Learning Time. The first hour of a Community Circle will provide an opportunity to experience communication practice, cross-cultural models, skill training, relevant videos--all led by the leadership pair or guest facilitators. The purpose of this time is to deepen our "internal work" in order to understand and effectively engage with systems and those who are different than we are. Suggestions for the facilitators for this learning time are welcome.
Sacredness Sharing. Physical set-up: chairs are set in a circle. If more than ten (or so) are present, a second "witness circle" will be created outside an inner circle of 4 chairs/seats. In this case, all attending are asked to sit in the outer circle (if room) during the sharing round and enter the inner circle when wishing to share.
The leadership pair then opens the sharing time with the ringing of a bell. Those that wish to share in a given moment (if there are two circles) move to sit in the inner circle. It is suggested that at least two people sit in the inner circle at one time and that after sharing, a person remains in solidarity until a third sits in the inner circle then moving from the inside circle to the outside circle after the other person has shared. Sharing could include anything, simple and/or profound, that reflects the speakers sense of value, meaning, and sacredness. It could be a story, ritual, song, dance, poem, reading, or an artifact they hold sacred. Sharers hold a "talking piece" while sharing and pass it on or set it in the center of the group after approximately 30 seconds (or longer if they wish) of silence has been honored. “Leanness of speech” or “distilling language” is asked of all present. Leaders, or others, may ask questions in order to facilitate this deepening/clarifying process for the speaker. Participants are asked to share only once in a given Circle unless/until all others have also shared.
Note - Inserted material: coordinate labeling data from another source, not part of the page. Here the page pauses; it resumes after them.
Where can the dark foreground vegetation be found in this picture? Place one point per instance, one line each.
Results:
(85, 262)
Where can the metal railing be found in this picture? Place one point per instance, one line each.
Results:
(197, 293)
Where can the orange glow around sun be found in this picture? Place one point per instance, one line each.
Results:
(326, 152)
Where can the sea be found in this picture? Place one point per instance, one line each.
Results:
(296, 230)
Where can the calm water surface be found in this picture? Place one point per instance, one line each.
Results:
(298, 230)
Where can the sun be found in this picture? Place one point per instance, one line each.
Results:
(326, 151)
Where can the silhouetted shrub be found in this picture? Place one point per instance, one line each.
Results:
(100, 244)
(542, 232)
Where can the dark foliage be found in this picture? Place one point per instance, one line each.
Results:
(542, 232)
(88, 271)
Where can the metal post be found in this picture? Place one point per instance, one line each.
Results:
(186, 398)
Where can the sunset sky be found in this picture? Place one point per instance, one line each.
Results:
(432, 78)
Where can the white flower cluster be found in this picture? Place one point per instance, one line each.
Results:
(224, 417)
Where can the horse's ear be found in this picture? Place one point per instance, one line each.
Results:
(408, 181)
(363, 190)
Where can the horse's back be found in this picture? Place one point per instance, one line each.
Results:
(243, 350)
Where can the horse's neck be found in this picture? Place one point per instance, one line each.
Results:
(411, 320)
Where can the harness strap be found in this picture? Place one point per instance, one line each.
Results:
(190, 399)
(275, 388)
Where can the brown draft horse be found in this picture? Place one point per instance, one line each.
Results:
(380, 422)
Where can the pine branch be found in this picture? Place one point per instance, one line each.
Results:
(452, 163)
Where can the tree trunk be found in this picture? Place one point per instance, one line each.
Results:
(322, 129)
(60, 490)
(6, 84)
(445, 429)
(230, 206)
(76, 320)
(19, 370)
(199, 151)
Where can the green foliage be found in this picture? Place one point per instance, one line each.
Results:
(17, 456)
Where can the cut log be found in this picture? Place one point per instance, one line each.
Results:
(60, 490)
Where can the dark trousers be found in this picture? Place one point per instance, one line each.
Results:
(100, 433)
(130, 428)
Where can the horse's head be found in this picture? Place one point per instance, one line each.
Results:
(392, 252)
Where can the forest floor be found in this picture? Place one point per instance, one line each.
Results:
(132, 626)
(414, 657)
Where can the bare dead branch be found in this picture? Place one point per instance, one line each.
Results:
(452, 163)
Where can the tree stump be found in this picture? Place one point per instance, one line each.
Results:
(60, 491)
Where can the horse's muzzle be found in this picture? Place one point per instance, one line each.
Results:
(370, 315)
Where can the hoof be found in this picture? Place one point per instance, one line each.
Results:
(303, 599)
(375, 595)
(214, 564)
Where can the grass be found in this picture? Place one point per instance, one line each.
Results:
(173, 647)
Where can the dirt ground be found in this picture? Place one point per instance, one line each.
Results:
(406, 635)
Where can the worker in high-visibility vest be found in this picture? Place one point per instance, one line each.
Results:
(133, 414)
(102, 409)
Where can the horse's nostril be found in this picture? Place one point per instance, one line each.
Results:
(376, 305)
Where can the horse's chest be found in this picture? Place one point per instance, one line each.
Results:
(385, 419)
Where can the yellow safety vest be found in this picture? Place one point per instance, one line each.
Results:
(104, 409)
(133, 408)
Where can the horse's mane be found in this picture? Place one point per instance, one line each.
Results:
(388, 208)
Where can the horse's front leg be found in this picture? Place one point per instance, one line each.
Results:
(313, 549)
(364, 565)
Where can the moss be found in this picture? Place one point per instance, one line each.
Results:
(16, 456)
A High Feedback Environment: The Ingredients
In gathering to cultivate an authentic and welcoming community, we acknowledge two foundational ingredients:
We enter this Circle with the acceptance of a responsibility to provide a high level of feedback for others.
We provide this feedback using the following three protocols:
a.When we have a clear judgement that a person’s behavior or words may be negatively impacting the overall experience of welcome for members present, or not present, we can say (does not need to be verbatim):
• When you: _____________
• I assume you have a good intention to: _____________
• And in order for this Circle to be welcoming for everyone, I’d ask that you: _____________
b. When we experience an internal stirring/rub/friction that may stem from our own history, from our understanding of the world/systems or a combination that we don’t wish to offer to an individual or speak about for any reason we can ring the bell at the conclusion of another’s sharing (could be sadness, fear, or an “Ah, hell no” – though we need not be clear internally about its’ source). The bell will “call” the Circle into a minute of silence and provides non-verbal feedback for the group/individual.
c. There may be times when what a person shares stirs a sense of ferocious solidarity in a listener with un-named, unheard, or absent voices (could be oneself). If we experience this as a listener, we may say:
• When you: ____________
• I felt called to speak in solidarity with: ____________
• Because: ____________
Example: A white woman from South Africa share’s how she likes to “walk on her land in the mornings” another white person, mindful of the history of apartheid, shares in response: “When you shared your story, I felt called to speak in solidarity with people of color who could not safely speak out unthreatened under apartheid in South Africa and whose land was taken by white, English colonizers.”
The leaders will ask for a period of silence to be taken after a spiritually/emotionally “loaded” statement(s) like these above. In this way, the original speaker has the opportunity to deepen their awareness of their impact across difference. The original speaker may be moved to express gratitude for this learning. Leaders will be responsible for setting boundaries during this process so they do not become debates, justifications, defenses, or explanations. Leaders, or others, will ask “How was it to for you to receive that feedback?” and other follow-up questions as needed. If the leaders or other participants do not sense completeness of this process they may request further facilitated time to take place after the Community Circle has closed. This is not conflict resolution but an opportunity for anyone and everyone to find and speak from their empowered voice.
We enter this Circle with a general desire and willingness to have others give us feedback about our unconscious spots and how we impact them in ways we may not intend.
We may be receiving feedback as part of the protocols listed above. We may feel moved to express gratitude for that feedback and/or we may express how it was for us to receive that feedback on other levels.
“Shadows” of welcome and community are exclusion, hatred, aggression, violence, judgement, fear. After the sharing round is complete, a “shadow round” may be requested by any present in order to provide an opportunity/time for any attending to express/name how they have acted/intended to act unwelcoming in their past in these ways, to name their learning, and to ask for support if desired. They may express how they have been afraid to speak/act in solidarity with others. For a well-established Community Circle, requests may be made during the shadow round for others to call out our shadow by the group: what are the places others may see that we might act out of alignment with the sacredness of welcome, love, solidarity?
Closing. All present are invited to share one thing that they will take with them, their appreciation, and/or gratitude. These are offered randomly until silence returns and the Circle is considered closed. A facilitator rings the bell to signify closing.
Final Notes: The Community Circle will typically last between one and two hours. Leaders will split the group in half, each leading one group, if there appears to be significantly more sharing than can be managed in this single hour. Usually, it is best to split groups larger than 20 in half. Welcome Circles can meet anywhere, anytime.